Sam Edwards sat completely frozen in his office staring at his 6’2” senior developer from across his desk. The only sound in the room was the whirring of the distant air conditioner as it spewed cold air and contributed to the feeling of frozen statues. No one moved. Oxygen was feeling like a commodity. Who would blink first?

Only moments earlier Sam’s best senior developer on his number one client’s development project came in to his office to ask him for a vacation….

“A vacation? A….vacation? Mark is asking me for… a vacation,” was what was being repeated over and over in Sam’s brain while visions of their client’s development project crashing all around him kept appearing. “I can’t give Mark a vacation now….he’s our key developer. We’ll crash and burn. Our client will be furious. The project will go even more off track. Seriously Mark….a vacation? Do you not like me?” was the next set of thoughts that Sam’s brain delivered to him as his heart finally jump started from the initial shock. Only now, his heart was going into overdrive. And so was his limited thought process.

“I can’t give Mark a vacation. Not now. Not at this crucial time in the project.” The project that had been going on and off the rails for over 6 months and still had several months to go. “No, now would be the time for HR to implement a policy that states all key employees should never be allowed to take vacation.” Sam still hadn’t moved.

 

The dreaded vacation…

According to a Mercer survey, “The Total Financial Impact of Employee Absences” the total cost of employee absence can equal as much as 36% of total payroll. Of that amount, planned absences like vacations and holidays average 26.6%.
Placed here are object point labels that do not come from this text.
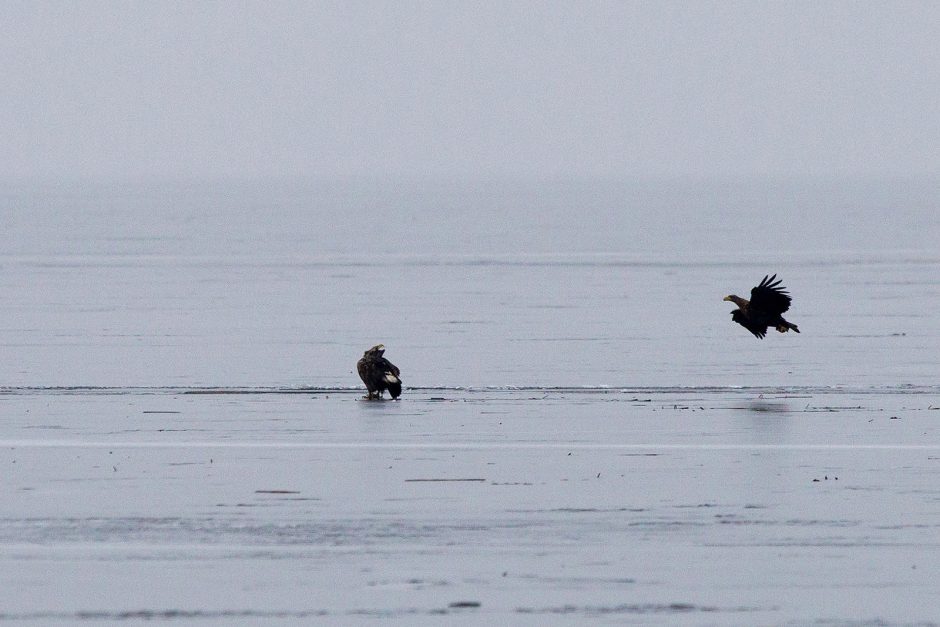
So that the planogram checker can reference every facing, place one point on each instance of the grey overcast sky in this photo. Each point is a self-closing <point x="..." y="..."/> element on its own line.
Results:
<point x="469" y="89"/>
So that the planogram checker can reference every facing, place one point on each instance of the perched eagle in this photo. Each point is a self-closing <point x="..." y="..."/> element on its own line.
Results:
<point x="768" y="301"/>
<point x="378" y="373"/>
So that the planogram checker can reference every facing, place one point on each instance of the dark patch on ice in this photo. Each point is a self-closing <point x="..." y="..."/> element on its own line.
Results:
<point x="633" y="608"/>
<point x="463" y="604"/>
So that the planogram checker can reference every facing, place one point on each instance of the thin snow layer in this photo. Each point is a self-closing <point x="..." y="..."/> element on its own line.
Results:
<point x="756" y="506"/>
<point x="584" y="434"/>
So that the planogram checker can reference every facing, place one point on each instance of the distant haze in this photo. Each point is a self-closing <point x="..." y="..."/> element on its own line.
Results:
<point x="107" y="90"/>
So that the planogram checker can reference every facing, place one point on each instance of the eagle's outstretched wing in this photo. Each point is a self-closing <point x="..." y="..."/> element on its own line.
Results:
<point x="758" y="329"/>
<point x="770" y="297"/>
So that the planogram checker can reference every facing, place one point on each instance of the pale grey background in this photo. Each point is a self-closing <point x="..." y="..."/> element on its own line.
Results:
<point x="469" y="89"/>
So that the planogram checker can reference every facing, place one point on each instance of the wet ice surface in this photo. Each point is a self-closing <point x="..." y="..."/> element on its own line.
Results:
<point x="712" y="505"/>
<point x="586" y="436"/>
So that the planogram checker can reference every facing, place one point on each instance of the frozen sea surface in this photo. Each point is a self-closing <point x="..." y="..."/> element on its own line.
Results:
<point x="584" y="435"/>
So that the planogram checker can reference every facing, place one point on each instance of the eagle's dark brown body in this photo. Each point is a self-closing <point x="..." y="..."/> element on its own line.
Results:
<point x="768" y="302"/>
<point x="378" y="373"/>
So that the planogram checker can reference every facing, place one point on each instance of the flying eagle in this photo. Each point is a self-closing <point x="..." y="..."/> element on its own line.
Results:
<point x="378" y="373"/>
<point x="768" y="301"/>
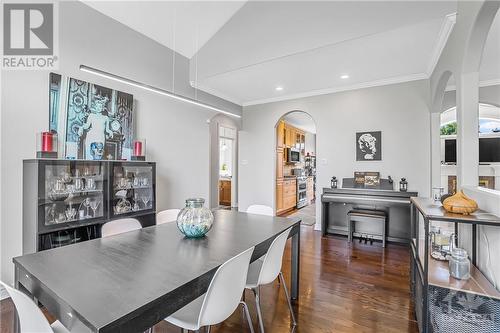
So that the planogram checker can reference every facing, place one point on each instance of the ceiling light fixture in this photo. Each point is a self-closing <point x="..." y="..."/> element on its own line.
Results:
<point x="153" y="89"/>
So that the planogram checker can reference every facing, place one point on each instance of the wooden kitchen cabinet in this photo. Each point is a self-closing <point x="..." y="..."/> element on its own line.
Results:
<point x="280" y="158"/>
<point x="280" y="133"/>
<point x="225" y="192"/>
<point x="310" y="190"/>
<point x="279" y="196"/>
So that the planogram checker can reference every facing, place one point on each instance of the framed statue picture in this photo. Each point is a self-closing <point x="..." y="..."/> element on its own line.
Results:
<point x="369" y="146"/>
<point x="99" y="122"/>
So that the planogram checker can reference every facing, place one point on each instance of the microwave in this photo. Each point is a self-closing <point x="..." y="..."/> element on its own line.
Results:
<point x="292" y="155"/>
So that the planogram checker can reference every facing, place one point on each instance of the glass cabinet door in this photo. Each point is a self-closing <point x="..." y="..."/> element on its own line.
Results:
<point x="73" y="192"/>
<point x="132" y="188"/>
Additional organization impact comes in the form of indirect cost. It is calculated that per-day productivity amounts to a 15% loss for planned vacation days. Vacation absence negatively affects coworkers and slows down project completion because the “replacement “employee is only 70% as efficient. The work output of 4 to 8 coworkers (typical team), is reduced by 19% due to “coverage” responsibilities.

 

On Mark’s Side of The Desk:

Mark really dreaded going into Sam’s office in the first place to request a vacation. He deserved it. Lord knows he really really needed it. But he also knew that he would be putting Sam in a real bind. He was, after all, the main designer of the department’s big project. No one else could take over for him. He had designed his career that way – to be the star! But as much as Mark loved that status, it also played against him at times like this. He was burning out. He, the hero, was starting to make some pretty stupid mistakes in his code. He was missing key steps in his processes and spending way too much time in problem-solving mode than usual. Something was obviously wrong.
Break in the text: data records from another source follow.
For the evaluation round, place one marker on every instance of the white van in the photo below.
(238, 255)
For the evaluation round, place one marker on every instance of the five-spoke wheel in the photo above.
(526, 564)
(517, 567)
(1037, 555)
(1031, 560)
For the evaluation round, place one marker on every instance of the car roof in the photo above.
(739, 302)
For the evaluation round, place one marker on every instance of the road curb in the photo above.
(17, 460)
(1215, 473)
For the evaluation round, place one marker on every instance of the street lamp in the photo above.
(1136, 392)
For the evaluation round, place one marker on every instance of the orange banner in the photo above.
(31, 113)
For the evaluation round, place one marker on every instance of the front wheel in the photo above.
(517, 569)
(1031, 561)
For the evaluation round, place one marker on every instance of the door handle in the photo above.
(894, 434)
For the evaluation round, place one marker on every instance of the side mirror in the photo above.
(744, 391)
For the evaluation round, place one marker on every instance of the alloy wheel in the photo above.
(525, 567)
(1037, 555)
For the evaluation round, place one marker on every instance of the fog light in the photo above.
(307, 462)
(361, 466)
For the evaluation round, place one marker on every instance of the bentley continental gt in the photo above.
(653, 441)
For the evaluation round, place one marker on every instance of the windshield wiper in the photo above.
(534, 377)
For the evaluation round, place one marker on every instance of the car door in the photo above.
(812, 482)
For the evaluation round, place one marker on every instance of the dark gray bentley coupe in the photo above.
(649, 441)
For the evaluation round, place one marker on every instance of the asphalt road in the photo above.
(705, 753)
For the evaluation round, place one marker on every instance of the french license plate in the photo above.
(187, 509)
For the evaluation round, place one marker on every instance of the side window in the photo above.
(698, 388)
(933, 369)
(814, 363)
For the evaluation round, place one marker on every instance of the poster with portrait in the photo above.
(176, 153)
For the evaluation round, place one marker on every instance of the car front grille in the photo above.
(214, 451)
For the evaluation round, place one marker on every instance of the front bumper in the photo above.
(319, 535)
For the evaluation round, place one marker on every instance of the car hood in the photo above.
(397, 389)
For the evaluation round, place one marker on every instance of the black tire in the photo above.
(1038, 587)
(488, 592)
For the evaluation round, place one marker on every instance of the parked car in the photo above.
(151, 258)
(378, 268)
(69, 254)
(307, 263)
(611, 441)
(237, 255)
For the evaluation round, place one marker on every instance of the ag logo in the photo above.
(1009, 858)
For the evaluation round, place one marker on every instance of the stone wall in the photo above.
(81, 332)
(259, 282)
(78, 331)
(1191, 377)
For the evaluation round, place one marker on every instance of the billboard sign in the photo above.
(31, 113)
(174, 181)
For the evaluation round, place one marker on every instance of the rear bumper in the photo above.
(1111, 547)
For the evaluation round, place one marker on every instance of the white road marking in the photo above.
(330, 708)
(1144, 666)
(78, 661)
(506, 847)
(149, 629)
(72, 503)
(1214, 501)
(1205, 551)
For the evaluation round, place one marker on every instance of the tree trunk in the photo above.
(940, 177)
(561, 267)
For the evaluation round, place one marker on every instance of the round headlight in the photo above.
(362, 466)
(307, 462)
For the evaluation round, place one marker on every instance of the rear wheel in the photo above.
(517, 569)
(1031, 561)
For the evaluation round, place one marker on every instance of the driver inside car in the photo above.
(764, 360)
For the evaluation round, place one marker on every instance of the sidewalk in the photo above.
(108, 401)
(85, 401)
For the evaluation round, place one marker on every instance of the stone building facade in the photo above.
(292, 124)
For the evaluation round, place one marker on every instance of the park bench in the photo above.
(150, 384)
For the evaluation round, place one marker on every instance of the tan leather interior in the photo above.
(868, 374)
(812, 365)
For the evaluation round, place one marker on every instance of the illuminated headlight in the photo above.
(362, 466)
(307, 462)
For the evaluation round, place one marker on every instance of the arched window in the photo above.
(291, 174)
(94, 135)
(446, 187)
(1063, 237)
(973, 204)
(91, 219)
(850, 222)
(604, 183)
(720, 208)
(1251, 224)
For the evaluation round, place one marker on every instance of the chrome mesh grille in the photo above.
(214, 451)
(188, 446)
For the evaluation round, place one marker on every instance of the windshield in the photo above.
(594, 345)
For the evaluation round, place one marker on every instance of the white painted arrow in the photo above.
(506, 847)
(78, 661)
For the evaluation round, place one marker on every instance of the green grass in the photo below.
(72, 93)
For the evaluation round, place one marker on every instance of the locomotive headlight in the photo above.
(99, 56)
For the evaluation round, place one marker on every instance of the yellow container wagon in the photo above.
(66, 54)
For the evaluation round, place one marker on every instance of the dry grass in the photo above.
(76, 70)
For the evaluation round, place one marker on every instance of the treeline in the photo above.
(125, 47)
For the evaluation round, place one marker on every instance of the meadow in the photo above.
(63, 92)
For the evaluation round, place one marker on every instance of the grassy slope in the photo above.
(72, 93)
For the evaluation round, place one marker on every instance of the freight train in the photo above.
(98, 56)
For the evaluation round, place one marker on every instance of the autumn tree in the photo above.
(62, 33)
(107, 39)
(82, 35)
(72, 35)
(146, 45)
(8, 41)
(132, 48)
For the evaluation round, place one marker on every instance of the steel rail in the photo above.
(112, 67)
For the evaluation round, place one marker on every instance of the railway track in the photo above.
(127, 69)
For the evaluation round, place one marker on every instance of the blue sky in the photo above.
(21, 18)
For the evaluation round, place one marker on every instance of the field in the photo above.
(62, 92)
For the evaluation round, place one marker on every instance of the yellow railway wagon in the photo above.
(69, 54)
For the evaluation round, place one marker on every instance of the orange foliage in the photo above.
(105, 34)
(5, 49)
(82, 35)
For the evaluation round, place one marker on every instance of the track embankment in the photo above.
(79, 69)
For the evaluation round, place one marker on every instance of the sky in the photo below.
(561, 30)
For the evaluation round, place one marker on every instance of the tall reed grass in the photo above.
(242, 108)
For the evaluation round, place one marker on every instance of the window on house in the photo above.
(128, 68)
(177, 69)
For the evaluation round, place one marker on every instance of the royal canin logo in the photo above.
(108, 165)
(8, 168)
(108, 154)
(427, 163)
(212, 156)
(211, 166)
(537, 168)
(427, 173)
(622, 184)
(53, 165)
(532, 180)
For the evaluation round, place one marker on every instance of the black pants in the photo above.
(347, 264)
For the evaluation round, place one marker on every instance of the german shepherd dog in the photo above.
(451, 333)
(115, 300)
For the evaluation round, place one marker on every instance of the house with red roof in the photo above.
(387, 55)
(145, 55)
And as Mark began to reach burnout mode, he began to get angry at his team. At his boss. At his company. How dare they take advantage of him like this? He puts in so many more hours than everyone else. He single-handedly is saving their biggest account. All he wants is two bloody weeks’ vacation so he can head to Pennsylvania for his Medieval War tournament. A passion that his bosses knew he had and had absolutely committed to it every summer.
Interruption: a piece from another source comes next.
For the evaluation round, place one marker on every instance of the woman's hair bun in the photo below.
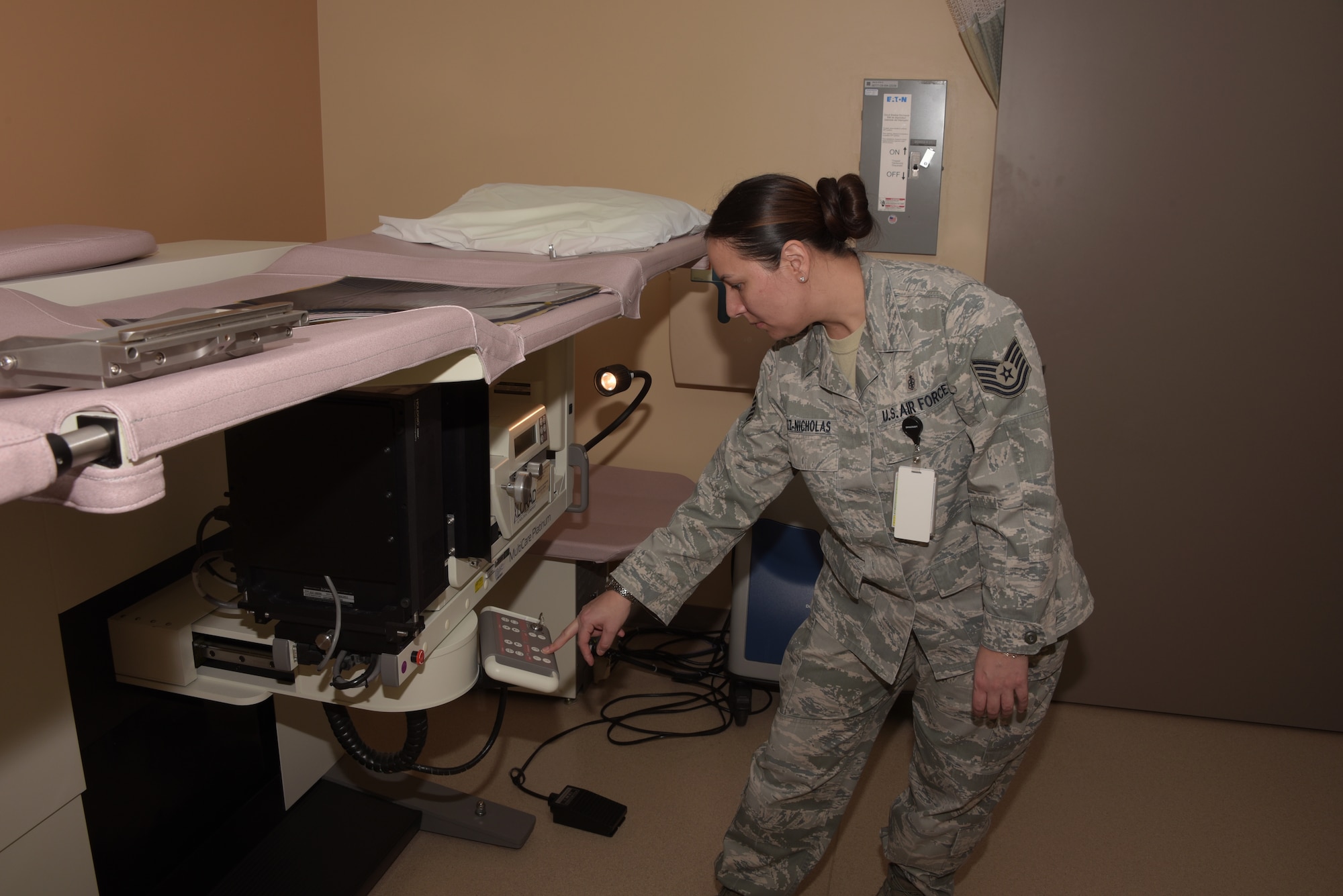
(844, 203)
(762, 213)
By the time Mark got to Sam’s office to request the vacation, he was in a really snarly mood. If this company didn’t honor his request, then they didn’t honor him. He was going to the tournament…employed or not!

 

What they really think:

  • Towers Watson 2010/2011 Staying @ Work survey (a study of North American companies health and productivity practices) shows that 89% of employees surveyed said excessive workload and long hours was having an deleterious impact on them and their productivity (compared to 64% in 2009).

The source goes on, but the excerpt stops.